Doc Parker wasn’t really a doctor, but he was the closest thing this part of SlumTown had. The only one of Willie’s kids who couldn’t hack a computer, he’d earned his keep by stuffing people’s guts back in and stitching them up. He’d been good at it, a natural, and it made him a good and almost legal living in SlumTown. He ran over to Hammer, bag in hand. He smiled as he looked at her bare chest.
“You know, Hammer, seeing you like this I almost forget that you’re one of the boys.”
He pulled the packing out, and more blood gushed. He shoved it back in. “Oh, that wasn’t a good idea.” He took a tool out of his bag that Hammer knew only too well, and she flinched. He smiled sadistically. “Yes, it looks like we’re going to have to zap all those naughty little capillaries.” He pulled the packing out again, sprayed the wound with a purple spray, and then started to cauterize the wound. The spray was supposed to sterilize the area and numb it.
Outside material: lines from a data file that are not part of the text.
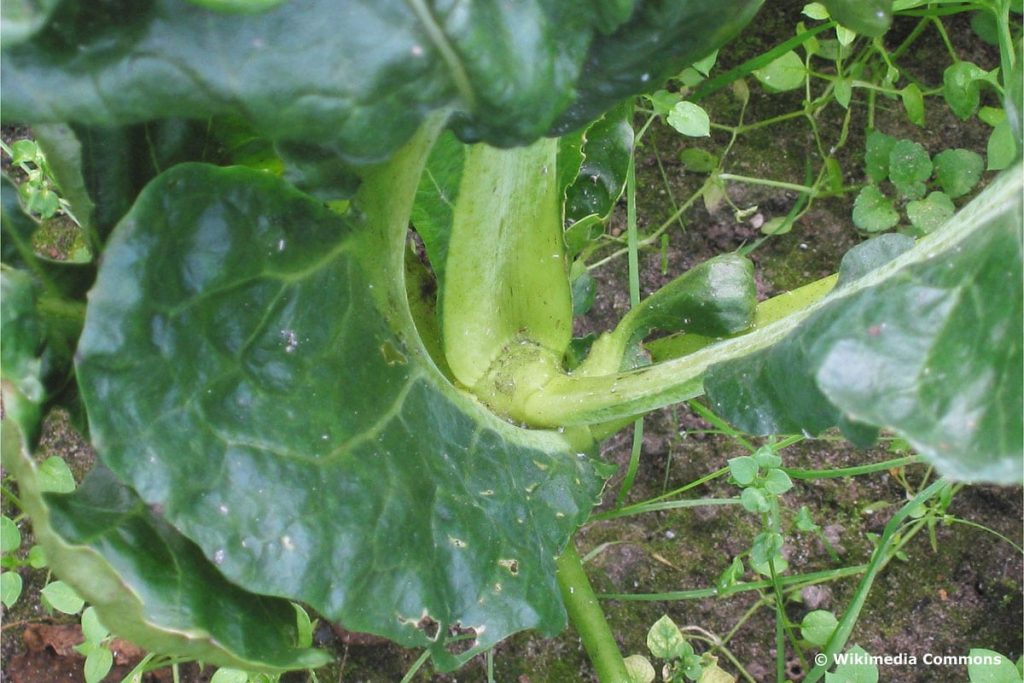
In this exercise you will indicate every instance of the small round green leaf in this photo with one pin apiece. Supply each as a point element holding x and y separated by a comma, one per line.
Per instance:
<point>754,500</point>
<point>878,147</point>
<point>55,476</point>
<point>961,88</point>
<point>93,631</point>
<point>785,73</point>
<point>10,588</point>
<point>229,676</point>
<point>990,667</point>
<point>663,101</point>
<point>1001,148</point>
<point>913,102</point>
<point>689,119</point>
<point>777,481</point>
<point>766,458</point>
<point>816,11</point>
<point>304,628</point>
<point>818,626</point>
<point>698,161</point>
<point>858,669</point>
<point>958,171</point>
<point>929,213</point>
<point>872,211</point>
<point>62,597</point>
<point>97,665</point>
<point>639,669</point>
<point>909,167</point>
<point>743,469</point>
<point>10,538</point>
<point>37,557</point>
<point>665,640</point>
Hammer hoped that it did a better job sterilizing things than it did numbing them. “Your rib is broken, but not bad.”
“Your rib can be… broken… good?” Conner ground out through gritted teeth.
“Still a smart ass, hey, McVee?” He finished and put his tool away. He looked up at her and smiled, sadly this time. “You’ve sure got yourself in a mess. Hammer, for God’s sake... You deflowered Tarent Powers’ little girl. What the hell were you thinking?”
Conner managed a smile.
“Yeah, that’s what I thought. You need some blood.” Doc Parker looked with meaning at Jakelord.
Jakelord rolled his eyes, then rolled up his sleeve and flopped on the table next to Conner. “Shit a damn brick, woman, if you aren’t the biggest damn pain in the ass.”
She coughed, and it almost killed her. Parker set up the transfusion tube – not for the first time, but this time Jakelord was giving blood to Hammer instead of Hammer giving it to Jakelord. Doc knew everyone’s blood type and all their compatible donors. He dressed Hammer’s wound with clean rags and duct tape as he transfused the blood. When the transfusion was complete he pulled the needles out and applied bandages with cotton balls to both arms.
“Thanks, Jakelord… Doc.” Hammer got shakily on her feet. “I won’t forget this.”
“Where the hell do you think you’re going?” Doc Parker asked.
“I have to go back,” Hammer said.
Parker started to protest.
“It’s better for all of us if she gets out of SlumTown before Tarent or Mishy finds out she’s been here,” Jakelord said.
“You at least need some dry clothes, Hammer,” Parker protested.